23 Quadrillion floating-point operations per second

Fujitsu announced the global availability of the PRIMEHPC FX10 supercomputer, which is capable of scaling to a top theoretical processing performance of 23.2 petaflops (PFLOPS).  Assembled in a 1,024 rack, 98,304 node configuration the supercomputer was developed completely with Fujitsu components.  As an initiative of Japan's Ministry of Education, Culture, Sports, Science and Technology the system will be compatible with the "K computer" and is being developed by RIKEN and Fujitsu. It will be available worldwide.

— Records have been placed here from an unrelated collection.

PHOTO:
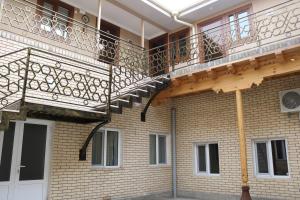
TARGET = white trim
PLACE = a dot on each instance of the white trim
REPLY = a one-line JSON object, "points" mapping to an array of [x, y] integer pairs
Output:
{"points": [[103, 166], [207, 161], [270, 174]]}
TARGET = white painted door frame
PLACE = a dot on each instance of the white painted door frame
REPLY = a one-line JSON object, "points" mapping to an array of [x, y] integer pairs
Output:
{"points": [[16, 158]]}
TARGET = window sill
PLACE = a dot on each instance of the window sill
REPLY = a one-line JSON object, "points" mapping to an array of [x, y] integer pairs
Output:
{"points": [[160, 166], [106, 168], [207, 175], [268, 177]]}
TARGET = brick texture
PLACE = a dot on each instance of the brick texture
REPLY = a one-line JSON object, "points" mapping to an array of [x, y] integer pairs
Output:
{"points": [[211, 117]]}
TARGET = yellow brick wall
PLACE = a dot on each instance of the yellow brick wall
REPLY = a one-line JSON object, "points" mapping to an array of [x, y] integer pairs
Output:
{"points": [[211, 117], [73, 179]]}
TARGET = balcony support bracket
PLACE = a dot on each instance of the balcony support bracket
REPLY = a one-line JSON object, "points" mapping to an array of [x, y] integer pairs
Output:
{"points": [[82, 151], [159, 89]]}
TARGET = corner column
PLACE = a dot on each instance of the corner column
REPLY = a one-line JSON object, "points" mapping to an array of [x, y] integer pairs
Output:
{"points": [[243, 148]]}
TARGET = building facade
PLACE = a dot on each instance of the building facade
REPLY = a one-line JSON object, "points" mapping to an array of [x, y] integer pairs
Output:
{"points": [[76, 87]]}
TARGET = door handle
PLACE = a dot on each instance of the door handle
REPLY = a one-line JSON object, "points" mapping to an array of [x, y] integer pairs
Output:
{"points": [[21, 166]]}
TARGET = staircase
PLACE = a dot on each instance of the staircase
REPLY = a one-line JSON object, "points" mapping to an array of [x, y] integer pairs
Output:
{"points": [[39, 84]]}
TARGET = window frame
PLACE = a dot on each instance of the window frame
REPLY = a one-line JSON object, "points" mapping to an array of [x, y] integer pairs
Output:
{"points": [[157, 135], [105, 149], [224, 19], [207, 159], [270, 173], [185, 33], [56, 4]]}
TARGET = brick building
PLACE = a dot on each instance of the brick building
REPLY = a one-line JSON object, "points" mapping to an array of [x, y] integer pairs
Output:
{"points": [[124, 99]]}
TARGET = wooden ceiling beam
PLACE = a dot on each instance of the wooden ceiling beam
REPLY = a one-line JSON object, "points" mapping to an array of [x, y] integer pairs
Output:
{"points": [[129, 10], [230, 82]]}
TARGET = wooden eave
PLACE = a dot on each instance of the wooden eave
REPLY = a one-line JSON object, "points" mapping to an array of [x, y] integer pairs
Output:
{"points": [[236, 75]]}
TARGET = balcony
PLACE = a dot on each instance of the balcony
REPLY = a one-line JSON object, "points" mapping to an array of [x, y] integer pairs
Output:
{"points": [[249, 36], [57, 62]]}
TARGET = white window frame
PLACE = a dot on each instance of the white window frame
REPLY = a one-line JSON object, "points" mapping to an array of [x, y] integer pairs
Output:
{"points": [[270, 173], [207, 161], [105, 149], [157, 149]]}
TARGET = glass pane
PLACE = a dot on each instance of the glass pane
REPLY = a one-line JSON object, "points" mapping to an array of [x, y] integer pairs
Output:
{"points": [[61, 29], [213, 40], [112, 148], [97, 148], [279, 157], [152, 149], [162, 149], [232, 28], [7, 148], [262, 158], [47, 17], [201, 159], [33, 152], [244, 24], [214, 158]]}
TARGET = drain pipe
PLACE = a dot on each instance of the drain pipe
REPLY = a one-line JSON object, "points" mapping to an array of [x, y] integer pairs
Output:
{"points": [[173, 138]]}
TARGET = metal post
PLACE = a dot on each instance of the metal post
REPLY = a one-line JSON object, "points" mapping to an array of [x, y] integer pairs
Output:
{"points": [[1, 9], [243, 149], [98, 34], [173, 137], [26, 76], [142, 33], [108, 108]]}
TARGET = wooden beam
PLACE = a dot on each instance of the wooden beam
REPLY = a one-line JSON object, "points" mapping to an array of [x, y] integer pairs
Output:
{"points": [[243, 148], [230, 82], [279, 57], [129, 10]]}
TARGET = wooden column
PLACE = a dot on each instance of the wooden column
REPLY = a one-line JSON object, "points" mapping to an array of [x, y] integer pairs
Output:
{"points": [[243, 147]]}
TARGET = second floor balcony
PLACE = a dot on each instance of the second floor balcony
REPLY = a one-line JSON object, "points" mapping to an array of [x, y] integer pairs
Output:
{"points": [[72, 65]]}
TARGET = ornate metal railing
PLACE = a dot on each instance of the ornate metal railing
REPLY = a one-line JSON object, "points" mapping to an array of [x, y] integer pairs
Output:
{"points": [[42, 23], [268, 30], [35, 76]]}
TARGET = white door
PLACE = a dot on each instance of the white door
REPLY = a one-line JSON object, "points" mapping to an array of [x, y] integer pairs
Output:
{"points": [[24, 163]]}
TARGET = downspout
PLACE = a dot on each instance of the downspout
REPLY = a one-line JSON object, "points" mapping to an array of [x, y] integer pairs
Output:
{"points": [[173, 138]]}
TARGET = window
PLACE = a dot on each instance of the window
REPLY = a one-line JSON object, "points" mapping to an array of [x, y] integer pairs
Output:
{"points": [[207, 159], [50, 8], [179, 46], [106, 148], [271, 158], [239, 25], [158, 149], [224, 32]]}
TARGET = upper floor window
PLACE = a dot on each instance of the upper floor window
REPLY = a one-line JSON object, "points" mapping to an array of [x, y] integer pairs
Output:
{"points": [[56, 16], [158, 149], [106, 148], [207, 159], [239, 25], [271, 158], [222, 33], [179, 46]]}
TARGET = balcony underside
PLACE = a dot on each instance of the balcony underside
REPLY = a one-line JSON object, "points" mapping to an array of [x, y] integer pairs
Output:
{"points": [[61, 114], [242, 74]]}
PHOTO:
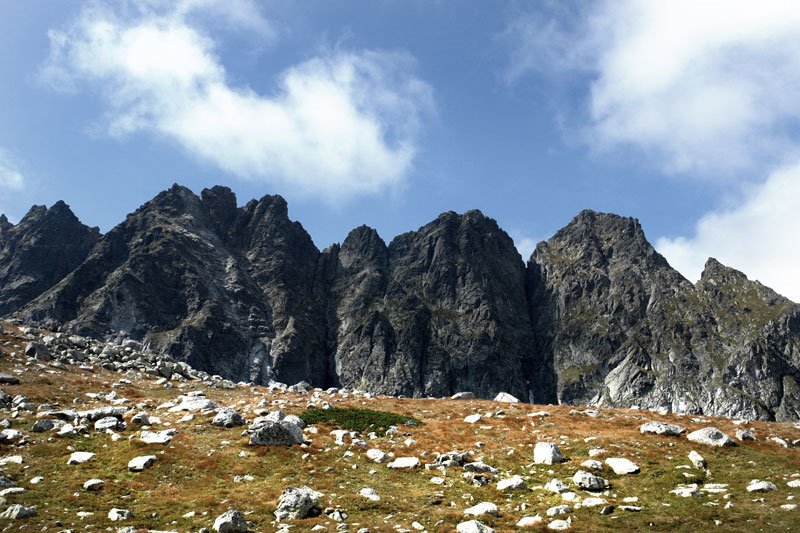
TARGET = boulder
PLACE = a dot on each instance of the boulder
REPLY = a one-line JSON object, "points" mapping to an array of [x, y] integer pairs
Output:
{"points": [[231, 521], [18, 512], [142, 462], [473, 526], [661, 428], [281, 433], [589, 482], [297, 503], [710, 437]]}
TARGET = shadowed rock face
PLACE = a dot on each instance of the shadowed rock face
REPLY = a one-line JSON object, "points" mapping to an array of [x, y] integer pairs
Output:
{"points": [[226, 289], [597, 317], [37, 253], [439, 310], [616, 325]]}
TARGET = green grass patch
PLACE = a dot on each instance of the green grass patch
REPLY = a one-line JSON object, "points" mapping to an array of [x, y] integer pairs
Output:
{"points": [[361, 420]]}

With a variety of research applications to be used on Fujitsu hopes the new system will help expedite the academic research and product development of customers throughout the world. Leveraging the FX10 system they hope to make it possible to address societal challenges - including new drug development, disaster prevention, disaster mitigation, and other measures, to bring about a safe and secure society - and to pursue cutting-edge research, such as enabling the development and manufacturing of new materials without the need to make prototypes.

Product Features

PRIMEHPC FX10 features a variety of enhancements for high-performance computing, such as high memory bandwidth, scalable "Tofu" interconnects with 10 links, each delivering high performance levels of bidirectional 5 GB per second.  The new system will run on the recently released SPARC64 IXfx processors, which Fujitsu developed with 16 cores, 12MB shared L2 cache and have a power efficiency of more than 2 gigaflops per watt. Total system memory can scale from 12 Terabytes to over 6 Petabytes.  Fujitsu's proprietary Technical Computing Suite HPC middleware combined with their high-performance distributed file system, FEFS, enables sharing across 100,000 nodes.

Fujitsu expects to start shipping the PRIMEHPC FX10 systems in January 2012.